Contraindications for STIMULAN can be found in the IFU. These include contraindications for filling defects which are intrinsic to the stability of the bony structure, renal compromised patients, hypercalcaemia, severe vascular or neurological disease, uncontrolled diabetes, pregnancy, severe degenerative bone disease and uncooperative patients who can't or won’t follow post-operative instructions including individuals who abuse alcohol or drugs.
STIMULAN is already used in over 20,000 cases a year. We are happy to introduce physicians to an appropriate surgeon if they would like to have a peer to peer conversation.
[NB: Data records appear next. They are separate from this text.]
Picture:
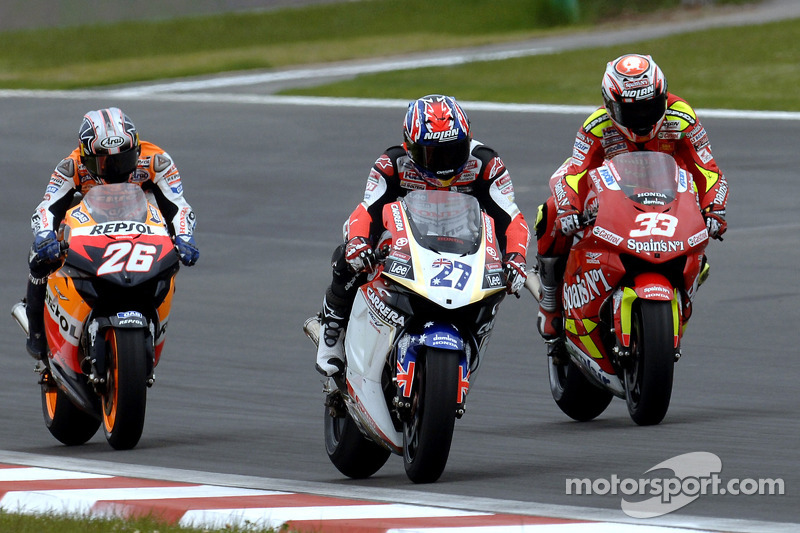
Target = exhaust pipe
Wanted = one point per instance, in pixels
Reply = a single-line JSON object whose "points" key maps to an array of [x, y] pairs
{"points": [[19, 314]]}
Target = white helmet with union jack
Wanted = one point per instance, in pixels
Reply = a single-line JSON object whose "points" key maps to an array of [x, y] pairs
{"points": [[437, 138], [635, 96]]}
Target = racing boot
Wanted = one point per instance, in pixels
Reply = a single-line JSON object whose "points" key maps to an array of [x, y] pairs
{"points": [[34, 309], [550, 320], [333, 322]]}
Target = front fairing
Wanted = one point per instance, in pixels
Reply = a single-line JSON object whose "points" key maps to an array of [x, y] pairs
{"points": [[120, 258], [647, 221], [444, 248]]}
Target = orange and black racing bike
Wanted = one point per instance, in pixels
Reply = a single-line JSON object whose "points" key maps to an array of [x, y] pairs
{"points": [[106, 313]]}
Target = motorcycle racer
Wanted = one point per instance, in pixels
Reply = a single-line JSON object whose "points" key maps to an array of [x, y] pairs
{"points": [[638, 113], [109, 151], [438, 152]]}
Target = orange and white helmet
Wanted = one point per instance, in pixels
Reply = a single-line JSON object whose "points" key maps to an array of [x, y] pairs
{"points": [[635, 96], [109, 144]]}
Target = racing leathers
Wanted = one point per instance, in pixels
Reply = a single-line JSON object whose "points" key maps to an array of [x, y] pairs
{"points": [[681, 135], [392, 176], [155, 173]]}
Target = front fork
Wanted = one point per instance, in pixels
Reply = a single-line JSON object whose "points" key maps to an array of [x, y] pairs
{"points": [[95, 358]]}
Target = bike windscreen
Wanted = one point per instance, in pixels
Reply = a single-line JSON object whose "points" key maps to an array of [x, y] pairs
{"points": [[444, 221], [116, 201], [647, 178]]}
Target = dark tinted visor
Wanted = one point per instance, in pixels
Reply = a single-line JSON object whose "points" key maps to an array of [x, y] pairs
{"points": [[642, 115], [114, 168], [444, 159]]}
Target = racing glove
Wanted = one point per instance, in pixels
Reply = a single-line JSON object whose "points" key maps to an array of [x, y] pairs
{"points": [[514, 268], [568, 222], [187, 249], [46, 246], [715, 222], [359, 255]]}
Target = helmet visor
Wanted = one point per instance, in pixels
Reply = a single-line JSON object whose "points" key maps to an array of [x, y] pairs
{"points": [[642, 115], [114, 168], [443, 160]]}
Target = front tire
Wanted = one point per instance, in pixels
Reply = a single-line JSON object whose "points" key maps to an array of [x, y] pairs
{"points": [[125, 397], [353, 454], [574, 394], [65, 421], [648, 379], [427, 437]]}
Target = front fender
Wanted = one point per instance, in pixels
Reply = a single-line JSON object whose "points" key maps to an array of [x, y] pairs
{"points": [[645, 286], [442, 336]]}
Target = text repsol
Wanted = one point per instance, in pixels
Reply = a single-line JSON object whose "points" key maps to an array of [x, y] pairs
{"points": [[655, 246], [121, 227]]}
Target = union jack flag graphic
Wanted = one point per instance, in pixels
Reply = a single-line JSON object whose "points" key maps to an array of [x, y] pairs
{"points": [[405, 376]]}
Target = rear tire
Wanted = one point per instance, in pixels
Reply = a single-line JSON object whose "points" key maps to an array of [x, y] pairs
{"points": [[66, 421], [427, 437], [353, 454], [648, 380], [125, 399], [575, 395]]}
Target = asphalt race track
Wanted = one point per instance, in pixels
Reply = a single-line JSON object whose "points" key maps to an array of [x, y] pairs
{"points": [[236, 391]]}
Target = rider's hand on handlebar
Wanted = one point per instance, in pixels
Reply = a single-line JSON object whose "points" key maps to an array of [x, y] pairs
{"points": [[515, 270], [715, 222], [568, 222], [359, 255], [46, 246]]}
This is an area of ongoing research but biomechanical testing (pin on plate) indicates that STIMULAN does not significantly scratch implant grade cobalt chrome and does not lead to increased wear of high density polyethylene components, when compared to a control with no STIMULAN present.
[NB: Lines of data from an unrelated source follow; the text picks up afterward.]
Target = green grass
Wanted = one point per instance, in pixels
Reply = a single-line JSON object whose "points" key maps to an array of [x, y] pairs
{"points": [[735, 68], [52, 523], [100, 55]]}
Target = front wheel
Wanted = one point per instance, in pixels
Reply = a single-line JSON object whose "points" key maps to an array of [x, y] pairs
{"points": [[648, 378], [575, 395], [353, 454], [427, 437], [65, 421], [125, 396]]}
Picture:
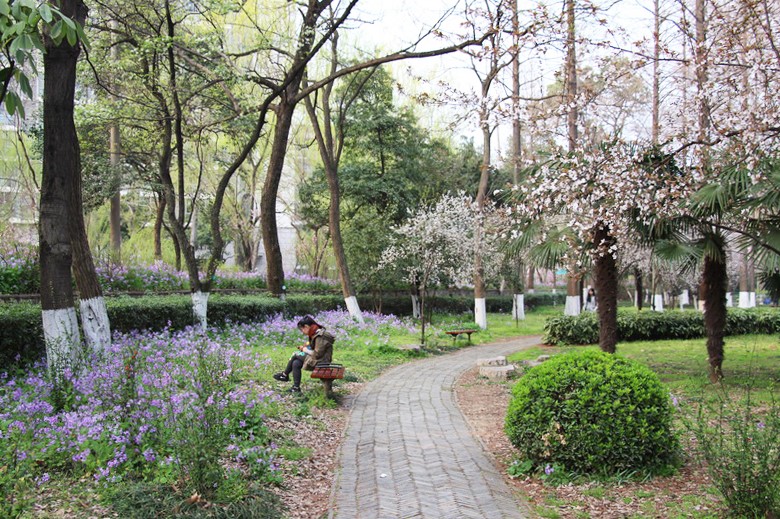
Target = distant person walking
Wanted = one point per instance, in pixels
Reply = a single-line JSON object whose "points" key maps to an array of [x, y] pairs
{"points": [[590, 301]]}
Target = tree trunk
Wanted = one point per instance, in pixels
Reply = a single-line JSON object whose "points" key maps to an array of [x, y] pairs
{"points": [[273, 251], [571, 77], [606, 282], [114, 155], [480, 312], [573, 297], [60, 167], [329, 149], [158, 221], [285, 110], [714, 281], [94, 317]]}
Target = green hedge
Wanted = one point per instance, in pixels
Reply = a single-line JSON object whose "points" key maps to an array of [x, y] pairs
{"points": [[21, 330], [648, 326], [402, 304]]}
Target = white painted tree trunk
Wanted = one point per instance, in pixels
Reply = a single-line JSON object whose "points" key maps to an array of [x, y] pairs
{"points": [[200, 304], [572, 305], [480, 312], [95, 323], [518, 307], [685, 299], [63, 343], [415, 307], [354, 309]]}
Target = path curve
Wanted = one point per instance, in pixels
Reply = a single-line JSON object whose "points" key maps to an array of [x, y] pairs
{"points": [[409, 453]]}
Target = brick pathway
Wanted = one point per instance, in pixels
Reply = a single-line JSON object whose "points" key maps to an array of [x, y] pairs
{"points": [[409, 453]]}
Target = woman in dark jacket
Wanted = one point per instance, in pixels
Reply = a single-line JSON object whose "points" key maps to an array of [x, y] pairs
{"points": [[319, 348]]}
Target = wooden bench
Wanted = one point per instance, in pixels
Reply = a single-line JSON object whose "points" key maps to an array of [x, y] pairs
{"points": [[455, 334], [327, 372]]}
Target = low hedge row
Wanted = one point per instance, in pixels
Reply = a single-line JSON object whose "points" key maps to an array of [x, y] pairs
{"points": [[21, 329], [648, 326], [402, 304]]}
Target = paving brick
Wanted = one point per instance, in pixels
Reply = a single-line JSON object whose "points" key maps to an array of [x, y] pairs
{"points": [[406, 425]]}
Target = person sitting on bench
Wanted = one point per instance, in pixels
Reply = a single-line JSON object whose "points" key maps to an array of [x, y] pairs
{"points": [[318, 349]]}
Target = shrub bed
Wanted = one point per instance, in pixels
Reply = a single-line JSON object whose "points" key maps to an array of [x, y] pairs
{"points": [[592, 413], [21, 330], [645, 326]]}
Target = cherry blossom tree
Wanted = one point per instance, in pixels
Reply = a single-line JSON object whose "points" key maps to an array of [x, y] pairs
{"points": [[436, 245]]}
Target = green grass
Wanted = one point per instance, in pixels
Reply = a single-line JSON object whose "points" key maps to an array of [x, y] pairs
{"points": [[750, 361], [366, 355]]}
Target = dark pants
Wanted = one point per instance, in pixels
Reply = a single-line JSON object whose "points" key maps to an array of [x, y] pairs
{"points": [[294, 366]]}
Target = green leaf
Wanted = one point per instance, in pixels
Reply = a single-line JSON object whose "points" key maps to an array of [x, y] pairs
{"points": [[15, 44], [72, 37], [26, 43], [37, 43], [18, 28], [82, 35], [70, 23], [46, 13], [12, 102]]}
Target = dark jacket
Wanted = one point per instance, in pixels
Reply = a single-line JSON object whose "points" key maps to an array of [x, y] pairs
{"points": [[322, 344]]}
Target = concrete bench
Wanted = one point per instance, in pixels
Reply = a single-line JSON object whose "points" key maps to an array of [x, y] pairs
{"points": [[327, 372]]}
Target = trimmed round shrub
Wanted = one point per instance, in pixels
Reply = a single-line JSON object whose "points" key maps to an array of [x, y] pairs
{"points": [[593, 413]]}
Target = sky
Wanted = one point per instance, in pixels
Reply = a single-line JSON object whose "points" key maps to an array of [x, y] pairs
{"points": [[391, 25]]}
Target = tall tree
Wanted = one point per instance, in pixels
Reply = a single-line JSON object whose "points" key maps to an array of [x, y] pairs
{"points": [[61, 169], [329, 133]]}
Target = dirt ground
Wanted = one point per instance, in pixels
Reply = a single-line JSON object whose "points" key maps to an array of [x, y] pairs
{"points": [[308, 482]]}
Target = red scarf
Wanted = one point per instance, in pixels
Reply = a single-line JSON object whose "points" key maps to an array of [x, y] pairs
{"points": [[312, 330]]}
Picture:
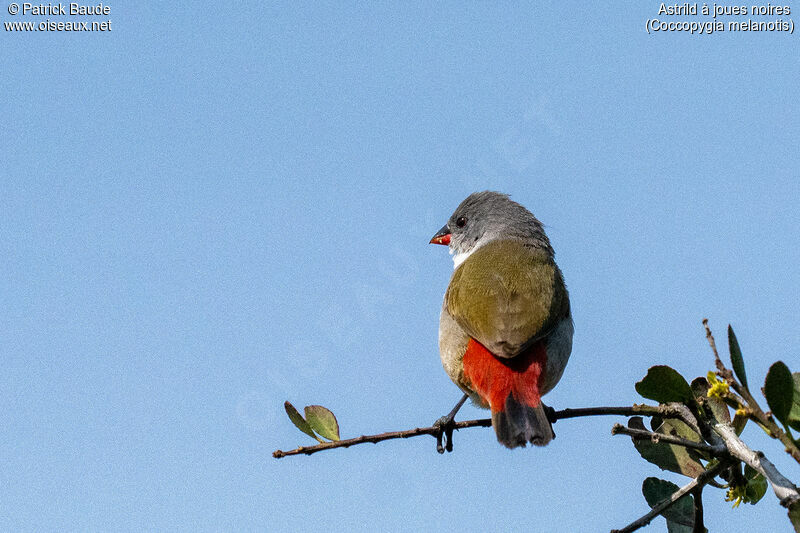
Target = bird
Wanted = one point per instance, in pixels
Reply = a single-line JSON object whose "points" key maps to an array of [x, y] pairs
{"points": [[505, 328]]}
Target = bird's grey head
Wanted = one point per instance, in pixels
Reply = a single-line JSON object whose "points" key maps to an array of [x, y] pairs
{"points": [[488, 215]]}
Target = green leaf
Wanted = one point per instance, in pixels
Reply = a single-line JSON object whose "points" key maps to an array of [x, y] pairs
{"points": [[794, 412], [670, 457], [756, 485], [664, 384], [779, 390], [736, 357], [323, 421], [298, 420], [680, 517]]}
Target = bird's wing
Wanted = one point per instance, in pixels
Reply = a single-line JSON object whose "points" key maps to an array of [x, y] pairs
{"points": [[507, 296]]}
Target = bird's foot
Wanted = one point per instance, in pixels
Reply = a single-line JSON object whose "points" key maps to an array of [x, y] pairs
{"points": [[550, 412], [445, 426], [444, 433]]}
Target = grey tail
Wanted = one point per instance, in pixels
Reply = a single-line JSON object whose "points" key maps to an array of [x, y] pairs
{"points": [[519, 424]]}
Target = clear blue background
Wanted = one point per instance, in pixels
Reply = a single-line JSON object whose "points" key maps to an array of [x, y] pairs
{"points": [[215, 208]]}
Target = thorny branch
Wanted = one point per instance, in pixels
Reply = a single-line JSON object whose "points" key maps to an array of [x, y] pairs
{"points": [[666, 503], [750, 404], [666, 411]]}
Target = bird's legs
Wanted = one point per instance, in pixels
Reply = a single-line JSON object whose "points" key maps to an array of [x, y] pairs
{"points": [[445, 426]]}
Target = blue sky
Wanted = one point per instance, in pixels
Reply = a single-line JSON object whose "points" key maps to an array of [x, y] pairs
{"points": [[210, 210]]}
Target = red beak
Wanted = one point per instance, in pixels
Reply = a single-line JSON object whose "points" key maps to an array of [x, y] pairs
{"points": [[442, 236]]}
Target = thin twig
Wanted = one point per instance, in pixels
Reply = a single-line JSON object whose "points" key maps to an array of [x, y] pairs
{"points": [[643, 434], [346, 443], [755, 412], [666, 411], [666, 503], [698, 526], [713, 345], [784, 489]]}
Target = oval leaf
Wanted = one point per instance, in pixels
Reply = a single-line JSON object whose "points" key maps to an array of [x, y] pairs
{"points": [[664, 385], [298, 420], [322, 421], [670, 457], [779, 390], [794, 412], [736, 357], [756, 485], [681, 513]]}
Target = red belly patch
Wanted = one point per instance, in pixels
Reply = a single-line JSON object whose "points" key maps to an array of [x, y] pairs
{"points": [[494, 378]]}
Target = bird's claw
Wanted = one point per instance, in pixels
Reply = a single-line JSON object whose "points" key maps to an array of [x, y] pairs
{"points": [[444, 434]]}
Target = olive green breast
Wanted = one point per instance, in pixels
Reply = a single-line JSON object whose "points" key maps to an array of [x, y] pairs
{"points": [[507, 296]]}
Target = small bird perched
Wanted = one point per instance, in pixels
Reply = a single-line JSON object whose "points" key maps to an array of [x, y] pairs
{"points": [[505, 331]]}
STIMULAN is an osteoconductive material and is not osteoinductive or osteogenic in nature. Biocomposites has published a range of clinical data indicating a minimal risk of HO if implanted in soft tissue.
STIMULAN is a pharmaceutical-grade, synthetic calcium sulfate. The physical and chemical properties are tightly controlled through Biocomposites’ patented recrystallisation process to ensure optimum purity. Evidence has shown that STIMULAN is associated with reduced drainage rates when compared to non-synthetic calcium sulfates. Naturally occurring mineral sources of calcium sulfate can contain non absorbing earth impurities, may be of acidic pH and hydrophobic in nature, and are often linked to significant problems with wound healing and drainage.
Wound drainage may occur with any implanted material. STIMULAN has a low documented occurrence of wound drainage. It may be attributed to several factors including patient health and surgical methods e.g. 1) large volumes of STIMULAN beads placed in a concentrated area may cause stretching of the tissue envelope during normal range of motion and leakage at the wound site, 2) patients with comorbidities have a much greater probability of draining due to their poor tissue quality, which may not permit a watertight seal. To reduce the risk of drainage ensure complete soft tissue coverage and/or containment is achieved.